« La moisson est abondante… »… dit Jésus aux soixante‐douze disciples (Lc 10,2).
A Paris, le champ de la mission de l’Église et les besoins sont immenses. Comme archevêque, avec mes collaborateurs directs, les évêques auxiliaires, les prêtres et les diacres, je prie « le maître de la moisson d’envoyer des ouvriers pour la moisson » (Lc 10,2).
Je sais que le Seigneur exauce notre prière. La générosité des fidèles laïcs qui entourent les diacres, les prêtres et les services diocésains en témoigne. Mais les dons de Dieu ne sont pas donnés pour être conservés.

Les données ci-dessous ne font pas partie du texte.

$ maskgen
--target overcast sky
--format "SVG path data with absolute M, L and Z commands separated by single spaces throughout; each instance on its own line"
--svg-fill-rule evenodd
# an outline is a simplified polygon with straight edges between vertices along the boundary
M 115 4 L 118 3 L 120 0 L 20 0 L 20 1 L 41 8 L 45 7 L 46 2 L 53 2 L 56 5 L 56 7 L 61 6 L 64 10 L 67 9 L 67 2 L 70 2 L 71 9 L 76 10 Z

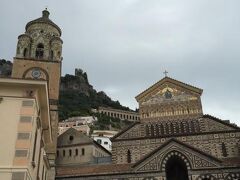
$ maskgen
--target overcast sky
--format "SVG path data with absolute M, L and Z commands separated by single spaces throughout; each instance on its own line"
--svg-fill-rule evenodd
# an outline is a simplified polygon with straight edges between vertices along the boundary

Ils doivent fructifier et être mis au service de l’évangélisation.
C’est dans cet esprit que j’ai voulu cette « Charte du bénévolat ».

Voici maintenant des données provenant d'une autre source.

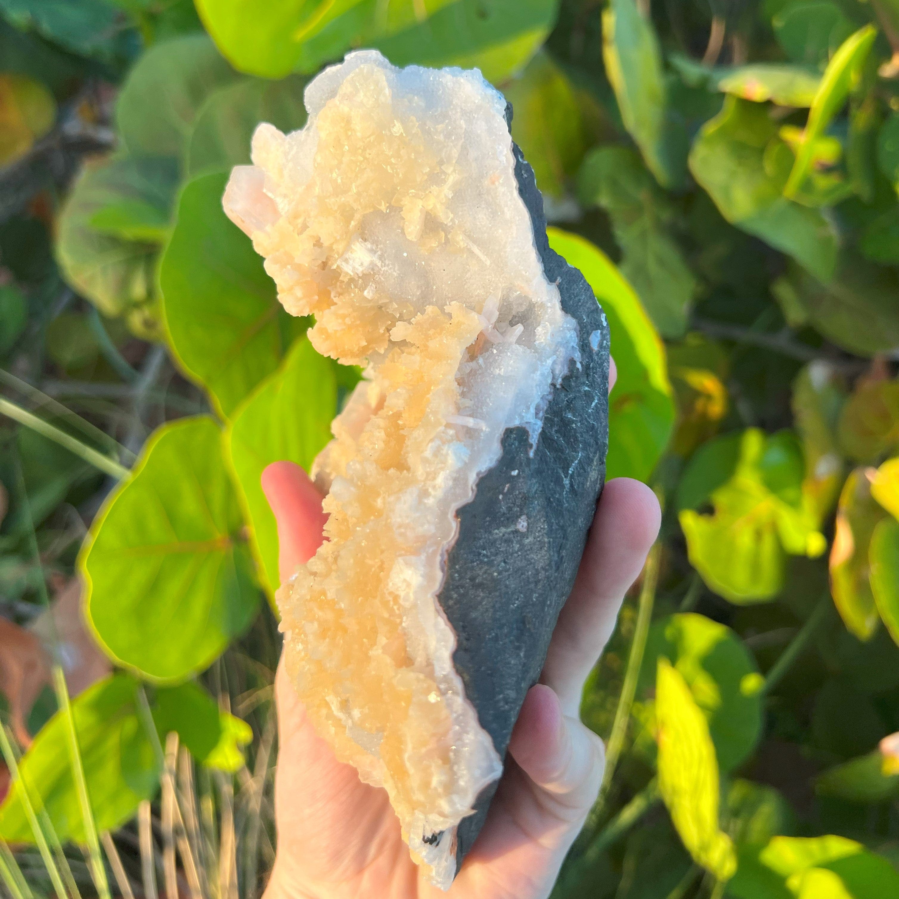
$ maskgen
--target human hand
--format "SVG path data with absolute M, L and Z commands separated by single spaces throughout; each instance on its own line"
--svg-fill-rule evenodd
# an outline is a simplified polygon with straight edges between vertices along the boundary
M 614 368 L 610 389 L 614 383 Z M 263 488 L 278 521 L 281 581 L 322 541 L 321 496 L 298 466 L 275 462 Z M 449 893 L 419 874 L 387 792 L 363 784 L 316 734 L 283 664 L 275 679 L 278 851 L 264 899 L 543 899 L 599 791 L 602 742 L 578 717 L 584 681 L 659 530 L 645 485 L 610 481 L 540 683 L 528 692 L 505 770 Z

Chaque bénévole engagé dans la mission de l’Eglise est une personne en chemin à la suite du Christ, dans le dynamisme du baptême et de la confirmation.
Comme pasteur, il me semble primordial que nous nous donnions les moyens de favoriser la croissance spirituelle de chacun par un appel explicite, la définition précise de la mission, la structuration des liens d’accompagnement, la mise en place de lieux de relecture, la proposition de nouvelles missions.
Mais ceci implique aussi d’aider chacun à percevoir la dimension ecclésiale de sa tâche, aussi modeste ou ponctuelle soit‐elle : la participation à la responsabilité et à l’œuvre commune, la perception des enjeux et des objectifs, la nécessité de chercher à bien faire et à ne pas se contenter de l’à‐peu‐près, l’écoute des signes des temps pour ne pas répéter invariablement les mêmes séquences et trouver les chemins de la Nouvelle Évangélisation, le souci de faire surgir et d’accompagner de nouveaux ouvriers pour la moisson, ou encore, et d’abord, la mise en facteur commun de la dimension pastorale et missionnaire.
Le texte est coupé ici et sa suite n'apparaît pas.